Shearings invests in brands, despite tough year

COACH and holidays group Shearings saw a slight fall in turnover and profits in 2009, but said a reduction in overseas holidays, due to the fall in sterling value and general economy, was made up for by a surge in UK short stay breaks.
The Wigan-based group, owned by private equity firm 3i, saw turnover dip 1.8% to £180.4m for the year to the end of December 2009, according to newly filed accounts.
This impacted pre-tax profits which also fell slightly to £922,000 from £948,000 a year earlier.
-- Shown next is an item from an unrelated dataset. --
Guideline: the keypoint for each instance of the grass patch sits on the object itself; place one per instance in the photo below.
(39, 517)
The group, which employs more than 2,800 staff, said the reduced turnover was a result of a reduction in the sales of overseas holidays, where the fall in the value of sterling significantly increased costs and therefore selling prices to customers.
This reduction, it added, was largely made good by increases in the sales of short duration UK holidays and hotel breaks.
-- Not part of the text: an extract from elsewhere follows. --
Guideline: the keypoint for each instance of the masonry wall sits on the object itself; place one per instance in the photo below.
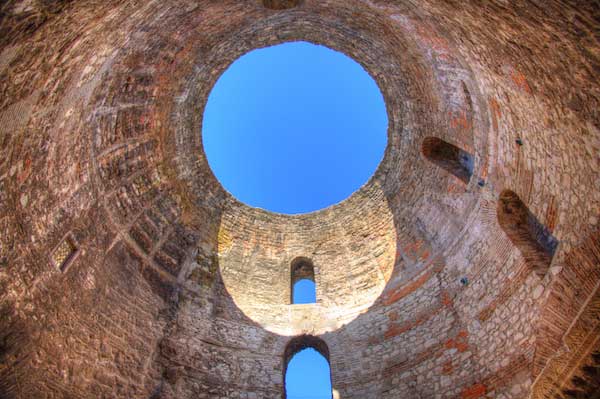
(180, 291)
The director’s report said: “The trading environment in 2009 was difficult for tourism, particularly through the poor economic climate and the fall in the value of sterling.”
The group revised its management structure in 2009, introducing two distinct divisions; holidays and hotels.
“The group can report satisfactory progress on the commercial separation of the divisions,” it said.
The hotels division set up two new brands during 2009. Coast and Country Hotels was launched in 2009 as a premium brand with 13 outlets, while Bay Hotels was launched in 2010 with 36 outlets.
The group said the new brands and a £10m investment in its hotel estate had improved the average income from each hotel room.
Total income for the hotel division of £70.7m was 8% higher than the previous year, with 83% occupancy.
The holidays division, which operates under the Shearings Holidays, National Holidays and Caledonian Travel brands, saw sales and profits at very similar levels to 2008 despite the tough climate.
Around 640,000 (2008: 642,000) escorted tours were taken by customers of the three holiday division brands.
The division is moving from owning coaches to contracting for operating leases and the group now owns 44% of the coaches it operates.
The report added: “The group delivered robust performance with adjusted operating profit increased by 8% and the borrowings, net of cash balances, reduced by £5.3m or 21% to below £20m.”